Table of Contents
Journal of Fuels
Volume 2015 (2015), Article ID 915015, 9 pages
http://dx.doi.org/10.1155/2015/915015
Research Article

Petroleum Diesel and Biodiesel Fuels Used in a Direct Hydrocarbon Phosphoric Acid Fuel Cell

1Chemical and Biological Engineering, University of Ottawa, 161 Louis Pasteur, Ottawa, ON, Canada K1N 6N5
2Catalysis Centre for Research and Innovation, University of Ottawa, 30 Marie Curie, Ottawa, ON, Canada K1N 6N5
3Chemistry, University of Ottawa, 10 Marie Curie, Ottawa, ON, Canada K1N 6N5
4EnPross Incorporated, 147 Banning Road, Ottawa, ON, Canada K2L 1C5

Received 4 July 2015; Accepted 13 September 2015

Academic Editor: Zhongliang Zhan

Copyright © 2015 Yuanchen Zhu et al.
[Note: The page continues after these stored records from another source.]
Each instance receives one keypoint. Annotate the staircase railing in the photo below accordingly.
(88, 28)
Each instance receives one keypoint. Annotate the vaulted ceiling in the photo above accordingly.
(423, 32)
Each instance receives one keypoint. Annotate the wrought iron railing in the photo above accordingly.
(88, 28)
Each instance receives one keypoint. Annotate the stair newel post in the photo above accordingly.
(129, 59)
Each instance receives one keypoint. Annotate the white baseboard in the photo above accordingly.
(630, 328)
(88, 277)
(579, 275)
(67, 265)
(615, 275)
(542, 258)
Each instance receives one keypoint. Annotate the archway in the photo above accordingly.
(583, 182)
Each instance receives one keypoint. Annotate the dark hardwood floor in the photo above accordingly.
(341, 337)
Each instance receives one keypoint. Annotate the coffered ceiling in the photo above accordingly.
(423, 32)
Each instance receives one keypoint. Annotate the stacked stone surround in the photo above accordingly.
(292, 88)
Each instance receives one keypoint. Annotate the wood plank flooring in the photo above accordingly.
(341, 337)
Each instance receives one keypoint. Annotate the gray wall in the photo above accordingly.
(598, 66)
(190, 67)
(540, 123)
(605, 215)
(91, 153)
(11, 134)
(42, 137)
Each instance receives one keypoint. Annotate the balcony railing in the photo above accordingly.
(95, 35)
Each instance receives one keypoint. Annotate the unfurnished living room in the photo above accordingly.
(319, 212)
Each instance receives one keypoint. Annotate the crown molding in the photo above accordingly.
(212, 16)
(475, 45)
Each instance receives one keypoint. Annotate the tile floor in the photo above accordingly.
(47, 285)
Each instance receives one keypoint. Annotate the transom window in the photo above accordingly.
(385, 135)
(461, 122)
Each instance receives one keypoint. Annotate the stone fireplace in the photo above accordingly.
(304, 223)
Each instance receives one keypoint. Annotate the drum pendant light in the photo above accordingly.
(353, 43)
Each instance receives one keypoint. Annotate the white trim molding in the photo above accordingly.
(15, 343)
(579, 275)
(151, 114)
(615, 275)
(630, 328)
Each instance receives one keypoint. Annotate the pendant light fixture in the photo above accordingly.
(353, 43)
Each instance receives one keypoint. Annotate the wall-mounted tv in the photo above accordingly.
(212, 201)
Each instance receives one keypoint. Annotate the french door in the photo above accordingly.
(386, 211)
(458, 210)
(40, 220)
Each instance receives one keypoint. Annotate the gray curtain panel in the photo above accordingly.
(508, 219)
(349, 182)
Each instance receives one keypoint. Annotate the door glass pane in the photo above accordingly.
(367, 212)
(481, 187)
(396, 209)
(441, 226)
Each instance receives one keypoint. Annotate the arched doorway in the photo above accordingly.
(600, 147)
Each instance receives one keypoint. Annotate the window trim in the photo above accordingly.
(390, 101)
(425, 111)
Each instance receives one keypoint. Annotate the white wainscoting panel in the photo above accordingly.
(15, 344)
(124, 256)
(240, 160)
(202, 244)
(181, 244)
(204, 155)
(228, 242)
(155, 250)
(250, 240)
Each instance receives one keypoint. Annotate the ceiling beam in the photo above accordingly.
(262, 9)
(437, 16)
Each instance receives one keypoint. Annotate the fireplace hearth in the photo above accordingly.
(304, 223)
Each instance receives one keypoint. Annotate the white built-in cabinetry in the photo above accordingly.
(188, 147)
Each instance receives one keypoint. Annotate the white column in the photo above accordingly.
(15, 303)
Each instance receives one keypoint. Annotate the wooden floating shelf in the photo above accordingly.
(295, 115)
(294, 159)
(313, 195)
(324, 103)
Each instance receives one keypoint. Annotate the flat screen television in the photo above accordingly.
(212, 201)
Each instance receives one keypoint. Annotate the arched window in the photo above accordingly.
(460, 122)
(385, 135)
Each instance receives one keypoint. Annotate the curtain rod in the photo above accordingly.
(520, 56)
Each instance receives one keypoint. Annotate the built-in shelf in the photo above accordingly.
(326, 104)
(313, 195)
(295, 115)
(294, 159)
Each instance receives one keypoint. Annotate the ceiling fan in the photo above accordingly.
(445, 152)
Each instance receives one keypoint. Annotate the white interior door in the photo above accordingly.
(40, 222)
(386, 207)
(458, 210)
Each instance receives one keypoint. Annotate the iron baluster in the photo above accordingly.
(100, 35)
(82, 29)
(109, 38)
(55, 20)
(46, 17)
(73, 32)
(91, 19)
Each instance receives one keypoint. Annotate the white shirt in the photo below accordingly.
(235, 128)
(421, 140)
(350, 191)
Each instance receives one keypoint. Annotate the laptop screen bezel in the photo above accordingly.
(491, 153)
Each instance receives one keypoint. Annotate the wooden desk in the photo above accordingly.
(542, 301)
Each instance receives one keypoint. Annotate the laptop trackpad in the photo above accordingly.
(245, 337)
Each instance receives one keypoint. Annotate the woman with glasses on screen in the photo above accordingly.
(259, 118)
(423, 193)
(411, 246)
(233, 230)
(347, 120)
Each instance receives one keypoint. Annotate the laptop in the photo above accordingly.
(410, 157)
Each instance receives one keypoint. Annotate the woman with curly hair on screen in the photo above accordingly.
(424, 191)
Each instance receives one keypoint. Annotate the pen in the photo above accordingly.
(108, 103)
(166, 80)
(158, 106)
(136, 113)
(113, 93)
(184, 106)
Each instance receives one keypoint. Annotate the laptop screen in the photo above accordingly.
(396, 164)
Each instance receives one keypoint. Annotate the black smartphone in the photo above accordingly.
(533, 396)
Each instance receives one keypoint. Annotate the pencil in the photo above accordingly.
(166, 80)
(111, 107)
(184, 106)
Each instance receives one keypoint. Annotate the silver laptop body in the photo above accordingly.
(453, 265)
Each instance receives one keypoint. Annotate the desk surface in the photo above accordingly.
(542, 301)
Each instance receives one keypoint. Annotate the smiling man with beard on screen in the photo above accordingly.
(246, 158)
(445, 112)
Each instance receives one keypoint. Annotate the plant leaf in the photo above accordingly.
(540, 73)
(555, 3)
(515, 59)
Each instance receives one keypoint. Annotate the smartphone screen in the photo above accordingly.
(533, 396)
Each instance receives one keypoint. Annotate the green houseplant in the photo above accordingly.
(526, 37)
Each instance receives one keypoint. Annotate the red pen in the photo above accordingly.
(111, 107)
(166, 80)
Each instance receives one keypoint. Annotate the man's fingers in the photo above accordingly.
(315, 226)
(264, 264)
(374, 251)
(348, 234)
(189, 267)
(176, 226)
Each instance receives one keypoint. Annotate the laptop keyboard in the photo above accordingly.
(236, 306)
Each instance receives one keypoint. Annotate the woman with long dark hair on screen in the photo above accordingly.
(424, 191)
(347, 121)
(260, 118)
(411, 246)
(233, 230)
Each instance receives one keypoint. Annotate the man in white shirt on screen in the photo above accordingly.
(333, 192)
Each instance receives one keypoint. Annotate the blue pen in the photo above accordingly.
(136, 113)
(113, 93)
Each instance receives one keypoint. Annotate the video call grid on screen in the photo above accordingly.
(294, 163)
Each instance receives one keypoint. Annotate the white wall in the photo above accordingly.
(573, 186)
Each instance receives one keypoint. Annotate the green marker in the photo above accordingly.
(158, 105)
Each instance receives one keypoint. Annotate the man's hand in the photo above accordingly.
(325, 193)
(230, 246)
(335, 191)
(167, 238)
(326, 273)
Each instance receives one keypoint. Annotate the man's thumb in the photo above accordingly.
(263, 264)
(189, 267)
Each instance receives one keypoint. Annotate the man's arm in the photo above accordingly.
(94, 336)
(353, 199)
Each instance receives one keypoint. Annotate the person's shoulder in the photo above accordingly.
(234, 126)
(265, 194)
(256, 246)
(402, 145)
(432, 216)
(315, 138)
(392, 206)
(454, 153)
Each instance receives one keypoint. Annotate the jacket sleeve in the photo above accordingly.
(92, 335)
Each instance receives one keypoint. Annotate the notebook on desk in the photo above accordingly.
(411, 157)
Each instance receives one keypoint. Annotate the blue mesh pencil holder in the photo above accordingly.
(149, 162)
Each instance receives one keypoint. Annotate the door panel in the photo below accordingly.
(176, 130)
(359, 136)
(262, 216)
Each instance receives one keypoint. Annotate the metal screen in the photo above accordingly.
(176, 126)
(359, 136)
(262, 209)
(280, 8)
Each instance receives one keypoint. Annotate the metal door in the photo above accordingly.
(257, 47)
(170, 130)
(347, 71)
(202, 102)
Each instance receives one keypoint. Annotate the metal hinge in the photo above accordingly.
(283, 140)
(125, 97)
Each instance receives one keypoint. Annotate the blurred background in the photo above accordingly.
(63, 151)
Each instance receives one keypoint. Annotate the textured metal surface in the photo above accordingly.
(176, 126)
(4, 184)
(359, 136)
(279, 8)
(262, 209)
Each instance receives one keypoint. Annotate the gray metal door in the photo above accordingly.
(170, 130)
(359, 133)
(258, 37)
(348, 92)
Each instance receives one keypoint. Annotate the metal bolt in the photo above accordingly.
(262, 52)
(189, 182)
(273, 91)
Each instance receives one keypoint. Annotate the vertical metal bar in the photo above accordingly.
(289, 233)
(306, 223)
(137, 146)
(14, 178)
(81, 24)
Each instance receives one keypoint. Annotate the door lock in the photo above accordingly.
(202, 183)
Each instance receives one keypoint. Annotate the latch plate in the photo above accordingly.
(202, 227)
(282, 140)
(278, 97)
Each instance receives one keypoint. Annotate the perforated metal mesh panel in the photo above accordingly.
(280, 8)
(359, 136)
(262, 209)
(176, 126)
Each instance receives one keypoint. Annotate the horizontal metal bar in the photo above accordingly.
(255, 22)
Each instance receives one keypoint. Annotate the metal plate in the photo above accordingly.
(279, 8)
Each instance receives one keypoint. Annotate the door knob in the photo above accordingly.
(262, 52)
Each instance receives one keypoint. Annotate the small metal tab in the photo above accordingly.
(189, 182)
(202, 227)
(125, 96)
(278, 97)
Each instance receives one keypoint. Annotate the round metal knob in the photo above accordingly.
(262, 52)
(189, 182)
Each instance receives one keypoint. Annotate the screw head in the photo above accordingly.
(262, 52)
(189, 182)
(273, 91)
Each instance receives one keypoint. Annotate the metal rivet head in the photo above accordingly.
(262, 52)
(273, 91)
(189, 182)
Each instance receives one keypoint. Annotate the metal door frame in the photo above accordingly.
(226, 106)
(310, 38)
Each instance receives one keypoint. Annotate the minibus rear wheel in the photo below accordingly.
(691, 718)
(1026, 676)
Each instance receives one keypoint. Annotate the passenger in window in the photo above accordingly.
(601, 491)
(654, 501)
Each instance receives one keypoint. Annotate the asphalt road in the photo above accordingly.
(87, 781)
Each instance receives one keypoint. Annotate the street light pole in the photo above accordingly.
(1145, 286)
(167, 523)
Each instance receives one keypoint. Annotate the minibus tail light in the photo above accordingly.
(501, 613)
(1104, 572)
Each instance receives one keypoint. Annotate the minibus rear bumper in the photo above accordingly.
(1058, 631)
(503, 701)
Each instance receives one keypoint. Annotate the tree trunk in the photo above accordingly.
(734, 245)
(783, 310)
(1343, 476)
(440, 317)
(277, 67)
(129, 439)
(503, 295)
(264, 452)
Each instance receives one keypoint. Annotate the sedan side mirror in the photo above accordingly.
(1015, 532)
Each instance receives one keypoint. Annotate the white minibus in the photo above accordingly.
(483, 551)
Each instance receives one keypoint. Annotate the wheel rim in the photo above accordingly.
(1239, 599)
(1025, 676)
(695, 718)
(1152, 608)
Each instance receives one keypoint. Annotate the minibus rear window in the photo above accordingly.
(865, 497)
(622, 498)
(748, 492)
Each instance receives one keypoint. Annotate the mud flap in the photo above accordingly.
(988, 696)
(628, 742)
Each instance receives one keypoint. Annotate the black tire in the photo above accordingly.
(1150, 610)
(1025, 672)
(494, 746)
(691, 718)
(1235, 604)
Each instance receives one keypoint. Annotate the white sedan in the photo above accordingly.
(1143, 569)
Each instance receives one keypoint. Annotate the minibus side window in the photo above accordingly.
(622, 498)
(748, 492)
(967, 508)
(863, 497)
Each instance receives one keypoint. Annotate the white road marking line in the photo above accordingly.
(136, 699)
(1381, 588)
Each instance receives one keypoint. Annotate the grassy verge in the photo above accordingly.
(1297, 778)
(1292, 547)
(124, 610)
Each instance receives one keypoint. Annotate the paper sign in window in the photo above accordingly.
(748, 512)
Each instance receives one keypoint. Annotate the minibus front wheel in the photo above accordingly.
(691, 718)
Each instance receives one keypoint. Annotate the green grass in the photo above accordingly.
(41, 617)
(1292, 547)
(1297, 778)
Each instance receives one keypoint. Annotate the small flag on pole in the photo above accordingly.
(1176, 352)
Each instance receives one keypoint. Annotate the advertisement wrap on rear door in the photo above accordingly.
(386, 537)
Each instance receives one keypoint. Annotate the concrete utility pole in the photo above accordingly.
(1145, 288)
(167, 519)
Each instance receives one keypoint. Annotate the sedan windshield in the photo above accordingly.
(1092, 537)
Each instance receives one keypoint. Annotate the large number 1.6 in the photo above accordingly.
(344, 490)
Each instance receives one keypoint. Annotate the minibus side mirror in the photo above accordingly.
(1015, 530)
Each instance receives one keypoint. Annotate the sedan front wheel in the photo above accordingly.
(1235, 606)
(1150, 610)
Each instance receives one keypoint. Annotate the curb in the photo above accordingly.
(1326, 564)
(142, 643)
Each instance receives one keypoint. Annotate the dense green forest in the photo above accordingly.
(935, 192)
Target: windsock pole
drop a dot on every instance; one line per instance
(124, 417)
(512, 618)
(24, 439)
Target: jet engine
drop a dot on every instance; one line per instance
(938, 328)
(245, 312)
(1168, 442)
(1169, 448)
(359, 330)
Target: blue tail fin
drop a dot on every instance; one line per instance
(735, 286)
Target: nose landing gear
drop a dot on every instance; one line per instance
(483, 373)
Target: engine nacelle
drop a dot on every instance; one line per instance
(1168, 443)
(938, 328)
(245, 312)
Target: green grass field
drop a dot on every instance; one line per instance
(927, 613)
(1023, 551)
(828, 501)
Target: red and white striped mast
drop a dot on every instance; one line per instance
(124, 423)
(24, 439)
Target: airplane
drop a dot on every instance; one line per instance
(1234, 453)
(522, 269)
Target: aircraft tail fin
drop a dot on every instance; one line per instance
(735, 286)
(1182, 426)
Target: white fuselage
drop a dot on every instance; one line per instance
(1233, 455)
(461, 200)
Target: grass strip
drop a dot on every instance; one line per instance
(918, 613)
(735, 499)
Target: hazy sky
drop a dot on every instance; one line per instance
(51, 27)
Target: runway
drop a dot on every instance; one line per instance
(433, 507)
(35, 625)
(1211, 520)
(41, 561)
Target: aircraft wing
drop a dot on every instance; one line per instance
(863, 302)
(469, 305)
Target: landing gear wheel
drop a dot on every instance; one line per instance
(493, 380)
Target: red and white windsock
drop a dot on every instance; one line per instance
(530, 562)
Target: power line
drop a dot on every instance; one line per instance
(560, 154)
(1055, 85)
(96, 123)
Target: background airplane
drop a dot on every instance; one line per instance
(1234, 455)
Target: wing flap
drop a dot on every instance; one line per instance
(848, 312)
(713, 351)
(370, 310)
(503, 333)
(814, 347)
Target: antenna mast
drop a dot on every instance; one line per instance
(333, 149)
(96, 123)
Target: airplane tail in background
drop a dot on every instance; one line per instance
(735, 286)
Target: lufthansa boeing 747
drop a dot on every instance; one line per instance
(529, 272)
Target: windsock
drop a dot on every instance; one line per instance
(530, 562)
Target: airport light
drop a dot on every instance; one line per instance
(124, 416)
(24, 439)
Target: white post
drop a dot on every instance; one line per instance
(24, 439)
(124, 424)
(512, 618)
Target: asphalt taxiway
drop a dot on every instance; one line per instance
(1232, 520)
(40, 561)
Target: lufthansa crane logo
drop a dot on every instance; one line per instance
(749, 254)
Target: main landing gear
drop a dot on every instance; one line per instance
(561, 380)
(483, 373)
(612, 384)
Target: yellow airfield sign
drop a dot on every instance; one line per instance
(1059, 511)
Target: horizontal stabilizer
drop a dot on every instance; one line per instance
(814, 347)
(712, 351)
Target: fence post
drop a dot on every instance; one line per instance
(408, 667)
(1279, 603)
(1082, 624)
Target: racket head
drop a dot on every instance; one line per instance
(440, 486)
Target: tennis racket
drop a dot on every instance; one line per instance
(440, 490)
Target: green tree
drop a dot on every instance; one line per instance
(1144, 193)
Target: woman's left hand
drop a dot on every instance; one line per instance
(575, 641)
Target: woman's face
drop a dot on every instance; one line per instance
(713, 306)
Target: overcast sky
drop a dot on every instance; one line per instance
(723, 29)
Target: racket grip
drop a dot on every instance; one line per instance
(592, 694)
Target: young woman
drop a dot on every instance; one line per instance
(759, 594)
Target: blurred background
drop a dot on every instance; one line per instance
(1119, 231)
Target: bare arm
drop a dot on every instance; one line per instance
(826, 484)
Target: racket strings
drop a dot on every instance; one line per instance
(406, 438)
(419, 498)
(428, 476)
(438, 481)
This is an open access article distributed under the Creative Commons Attribution License, which permits unrestricted use, distribution, and reproduction in any medium, provided the original work is properly cited.

Abstract

The performance of a direct hydrocarbon phosphoric acid fuel cell, PAFC, was investigated using petroleum diesel, biodiesel, and n-hexadecane as the fuels. We believe this is the first study of a fuel cell being operated with petroleum diesel as the fuel at the anode. Degradation in fuel cell performance was observed prior to reaching steady state. The degradation was attributed to a carbonaceous material forming on the surface of the anode. Regardless of the initial degradation, a steady-state operation was achieved with each of the diesel fuels. After treating the anode with water the fuel cell performance recovered. However, the fuel cell performance degraded again prior to obtaining another steady-state operation. There were several observations that were consistent with the suggestion that the carbonaceous material formed from the diesel fuels might be a reaction intermediate necessary for steady-state operation. Finally, the experiments indicated that water in the phosphoric acid electrolyte could be used as the water required for the anodic reaction. The water formed at the cathode could provide the replacement water for the electrolyte, thereby eliminating the need to provide a water feed system for the fuel cell.